The festival proceeds benefit Project Host, which combats local poverty issues. Project Host has a soup kitchen open six days a week; and funds the CC Pearce Culinary School, teaching the unemployed or underemployed, culinary skills to gain work in the food industry.
Parking and admission to the event was free, however, attendees could purchase tickets at the gate, which could be turned in at competing team sites, in exchange for chicken wing samples on Friday night; then, pork ribs on Saturday.

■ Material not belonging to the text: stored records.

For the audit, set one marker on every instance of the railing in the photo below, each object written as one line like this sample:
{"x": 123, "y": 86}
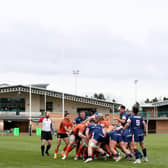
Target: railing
{"x": 155, "y": 115}
{"x": 18, "y": 115}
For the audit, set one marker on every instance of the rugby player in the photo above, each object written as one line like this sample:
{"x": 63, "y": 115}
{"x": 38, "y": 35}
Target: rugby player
{"x": 64, "y": 130}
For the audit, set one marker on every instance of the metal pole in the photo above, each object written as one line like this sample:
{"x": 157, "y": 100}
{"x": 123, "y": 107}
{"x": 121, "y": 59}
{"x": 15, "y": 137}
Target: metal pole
{"x": 113, "y": 114}
{"x": 76, "y": 84}
{"x": 76, "y": 73}
{"x": 45, "y": 102}
{"x": 63, "y": 105}
{"x": 147, "y": 126}
{"x": 30, "y": 111}
{"x": 135, "y": 92}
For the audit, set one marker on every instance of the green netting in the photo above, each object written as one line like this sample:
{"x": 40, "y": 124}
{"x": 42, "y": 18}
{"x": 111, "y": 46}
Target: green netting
{"x": 38, "y": 131}
{"x": 16, "y": 132}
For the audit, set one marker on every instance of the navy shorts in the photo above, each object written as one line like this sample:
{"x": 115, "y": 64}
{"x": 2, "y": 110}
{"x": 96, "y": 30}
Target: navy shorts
{"x": 115, "y": 136}
{"x": 46, "y": 135}
{"x": 127, "y": 136}
{"x": 62, "y": 136}
{"x": 138, "y": 137}
{"x": 98, "y": 137}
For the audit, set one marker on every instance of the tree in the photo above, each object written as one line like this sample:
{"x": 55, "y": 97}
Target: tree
{"x": 155, "y": 100}
{"x": 113, "y": 100}
{"x": 101, "y": 96}
{"x": 95, "y": 96}
{"x": 147, "y": 101}
{"x": 165, "y": 98}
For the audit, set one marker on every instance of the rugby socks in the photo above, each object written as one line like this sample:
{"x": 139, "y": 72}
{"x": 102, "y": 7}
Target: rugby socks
{"x": 137, "y": 154}
{"x": 144, "y": 152}
{"x": 42, "y": 149}
{"x": 68, "y": 150}
{"x": 79, "y": 151}
{"x": 48, "y": 147}
{"x": 64, "y": 149}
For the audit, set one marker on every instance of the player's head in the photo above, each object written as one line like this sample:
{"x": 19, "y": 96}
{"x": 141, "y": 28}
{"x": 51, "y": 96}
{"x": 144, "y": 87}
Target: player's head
{"x": 82, "y": 114}
{"x": 98, "y": 117}
{"x": 122, "y": 109}
{"x": 67, "y": 115}
{"x": 107, "y": 117}
{"x": 92, "y": 121}
{"x": 135, "y": 109}
{"x": 47, "y": 114}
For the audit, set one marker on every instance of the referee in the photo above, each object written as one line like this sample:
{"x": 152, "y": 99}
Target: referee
{"x": 46, "y": 134}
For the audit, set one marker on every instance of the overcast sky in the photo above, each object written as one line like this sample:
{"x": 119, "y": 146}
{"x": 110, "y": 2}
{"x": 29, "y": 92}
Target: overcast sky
{"x": 111, "y": 42}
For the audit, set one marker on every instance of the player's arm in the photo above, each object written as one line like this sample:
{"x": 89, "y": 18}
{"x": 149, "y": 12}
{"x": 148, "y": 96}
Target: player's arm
{"x": 87, "y": 133}
{"x": 68, "y": 130}
{"x": 127, "y": 124}
{"x": 80, "y": 134}
{"x": 121, "y": 120}
{"x": 144, "y": 126}
{"x": 41, "y": 119}
{"x": 53, "y": 128}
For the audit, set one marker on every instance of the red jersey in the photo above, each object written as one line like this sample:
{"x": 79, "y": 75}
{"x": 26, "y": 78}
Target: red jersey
{"x": 46, "y": 124}
{"x": 64, "y": 123}
{"x": 79, "y": 127}
{"x": 104, "y": 123}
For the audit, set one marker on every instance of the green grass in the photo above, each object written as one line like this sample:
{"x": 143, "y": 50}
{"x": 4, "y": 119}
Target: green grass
{"x": 25, "y": 152}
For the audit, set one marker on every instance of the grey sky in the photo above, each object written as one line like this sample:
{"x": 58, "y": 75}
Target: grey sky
{"x": 111, "y": 42}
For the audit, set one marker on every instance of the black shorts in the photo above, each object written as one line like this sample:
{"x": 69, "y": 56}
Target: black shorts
{"x": 62, "y": 135}
{"x": 76, "y": 136}
{"x": 46, "y": 135}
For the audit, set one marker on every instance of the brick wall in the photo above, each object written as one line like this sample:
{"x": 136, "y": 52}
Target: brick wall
{"x": 162, "y": 126}
{"x": 57, "y": 118}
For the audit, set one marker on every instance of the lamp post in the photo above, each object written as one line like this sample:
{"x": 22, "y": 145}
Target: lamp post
{"x": 135, "y": 89}
{"x": 76, "y": 73}
{"x": 30, "y": 111}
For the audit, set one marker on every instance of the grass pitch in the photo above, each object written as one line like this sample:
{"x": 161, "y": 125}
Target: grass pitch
{"x": 25, "y": 152}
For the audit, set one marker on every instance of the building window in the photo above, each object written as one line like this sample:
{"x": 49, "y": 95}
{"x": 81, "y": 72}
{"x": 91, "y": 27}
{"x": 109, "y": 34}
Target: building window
{"x": 12, "y": 104}
{"x": 49, "y": 106}
{"x": 89, "y": 111}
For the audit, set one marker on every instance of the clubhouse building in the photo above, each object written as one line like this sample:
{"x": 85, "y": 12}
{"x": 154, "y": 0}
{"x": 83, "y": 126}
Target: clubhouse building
{"x": 156, "y": 115}
{"x": 20, "y": 103}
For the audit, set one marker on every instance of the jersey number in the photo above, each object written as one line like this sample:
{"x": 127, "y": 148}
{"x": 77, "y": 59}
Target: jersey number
{"x": 137, "y": 122}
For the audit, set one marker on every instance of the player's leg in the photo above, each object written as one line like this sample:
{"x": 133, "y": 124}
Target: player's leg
{"x": 48, "y": 146}
{"x": 144, "y": 150}
{"x": 91, "y": 146}
{"x": 70, "y": 146}
{"x": 43, "y": 141}
{"x": 137, "y": 153}
{"x": 124, "y": 149}
{"x": 57, "y": 147}
{"x": 66, "y": 141}
{"x": 113, "y": 144}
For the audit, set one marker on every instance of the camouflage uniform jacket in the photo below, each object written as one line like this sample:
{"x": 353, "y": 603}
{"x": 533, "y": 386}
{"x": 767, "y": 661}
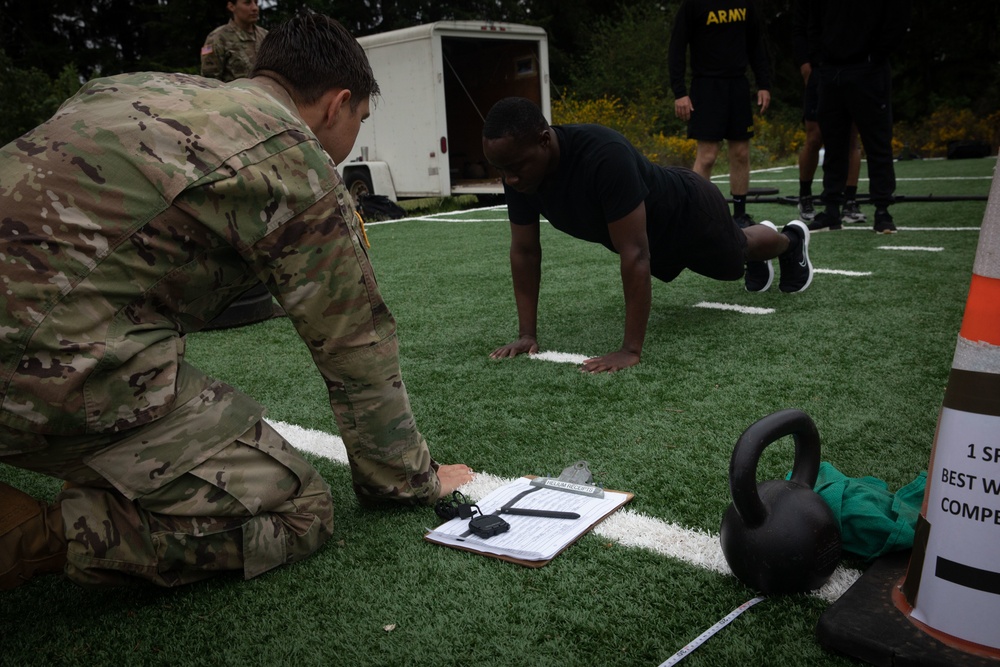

Most teams offered a sweet verses a spicy chicken wing. Hutson Denny, pit-master for 3rd place pork butt winner, Too Bad Your My Cousin, praised his Myron Mixon H2O cooker. First time competitors, Daddy Likes the Sauce said the competition was very different than preparing barbecue for friends and weddings. Tiger O’Rourke, president of Henry’s Smokehouse says Project Host is a catalyst in the growing Greenville competition barbecue scene. Tiger says, Greenville is beginning to recognize the value barbecue competitions have on the city.
Saturday’s award ceremony attracted several hundreds to witness the announcement of winners.
Although no “on-site” barbecue judging took place, a plague was given to Fire Tower Barbecue for having the best decorated cook site.
Local first responders judged the chicken wing contest; which SCBA points championship contender, Bucky’s Bar-B-Que took home first place.
Blind boxes for the pork butt contest were judged by certified SCBA judges. Too Bad Your My Cousin took third; pit-master Chef Smith and his team Sheppard’s BBQ took second; and Blarney Que was judged best pork of the day.
With a $50 entry fee, teams competed in a winner takes all the cash, rib “showdown.” Chef Smith and Sheppard’s BBQ took the money.